Langsam sinkt die Sonne, ihr Lauf ist durch die riesigen Panoramafenster stets zu verfolgen und interessiert doch nur am Rande. Die Gäste im Paradies unterscheiden nur noch zwischen Tag und Nacht, zwischen Hell und Dunkel. Wenn es dunkel ist, dann müssen die Tagesgäste gehen, und es wird ein bisschen leerer.

Wer die Nacht über bleibt, macht sich fertig zum Essen oder zum Besuch der kubanischen Show. Es wird dann doch noch einmal lauter. Unten an der Bali-Lagune, wo zwei Jungs ihre alkoholhaltigen Erfrischungsgetränke raffinierterweise in Kaffeebecher gefüllt haben und jetzt grölend durch das Wasser tanzen und Brüderschaft trinken wollen mit einer polnischen Großfamilie. Das geht drei, vier Minuten gut, dann kommt ein Guard, und die clevere Tarnung fliegt auf.
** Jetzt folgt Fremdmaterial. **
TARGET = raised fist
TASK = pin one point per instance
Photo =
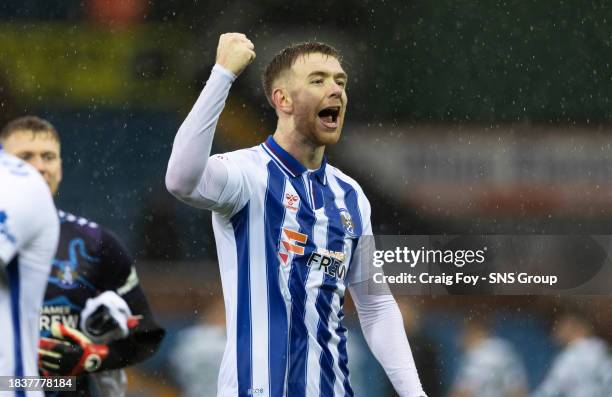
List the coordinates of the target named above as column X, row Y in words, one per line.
column 235, row 52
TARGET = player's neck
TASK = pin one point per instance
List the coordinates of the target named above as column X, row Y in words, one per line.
column 308, row 154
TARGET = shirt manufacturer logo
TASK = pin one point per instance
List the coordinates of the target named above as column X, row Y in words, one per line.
column 291, row 201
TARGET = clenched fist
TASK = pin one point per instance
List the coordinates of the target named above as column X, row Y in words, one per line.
column 235, row 52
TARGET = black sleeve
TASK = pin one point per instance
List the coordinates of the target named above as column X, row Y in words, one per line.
column 120, row 276
column 115, row 259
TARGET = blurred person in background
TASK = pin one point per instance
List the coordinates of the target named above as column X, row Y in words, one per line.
column 584, row 367
column 286, row 225
column 196, row 355
column 490, row 366
column 95, row 318
column 29, row 231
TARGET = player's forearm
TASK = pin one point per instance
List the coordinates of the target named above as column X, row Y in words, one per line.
column 383, row 328
column 193, row 141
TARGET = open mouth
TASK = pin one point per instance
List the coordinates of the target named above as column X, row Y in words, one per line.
column 329, row 117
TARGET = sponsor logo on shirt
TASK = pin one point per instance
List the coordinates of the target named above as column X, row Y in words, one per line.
column 329, row 264
column 290, row 245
Kurz vor Mitternacht. Am Strand wird das Licht heruntergedimmt, die Party geht weiter, mit reichlich Alkohol und Musik. Weiter hinten bereichert das Rattern von Rollkoffern den Sound der tropischen Brandenburger Nacht. Der Check in ist 24 Stunden lang geöffnet und wird auch 24 Stunden lang in Anspruch genommen. Genauso die Bali-Lagune und die Bar am Südseestrand auch. „Wird noch ein bisschen länger dauern“, sagt der Mann an der Theke, „die Leute haben nun mal Durst“, besonders am Wochenende, und wenn einer zu viel Durst hat und partout nicht gehen will, „dann helfen wir mit sanftem Druck nach“. Kommt aber nur selten vor. So ein Tag im Paradies mit Sonne, Sand und Wasser ist anstrengend, auch für späte Stammgäste an der Bar.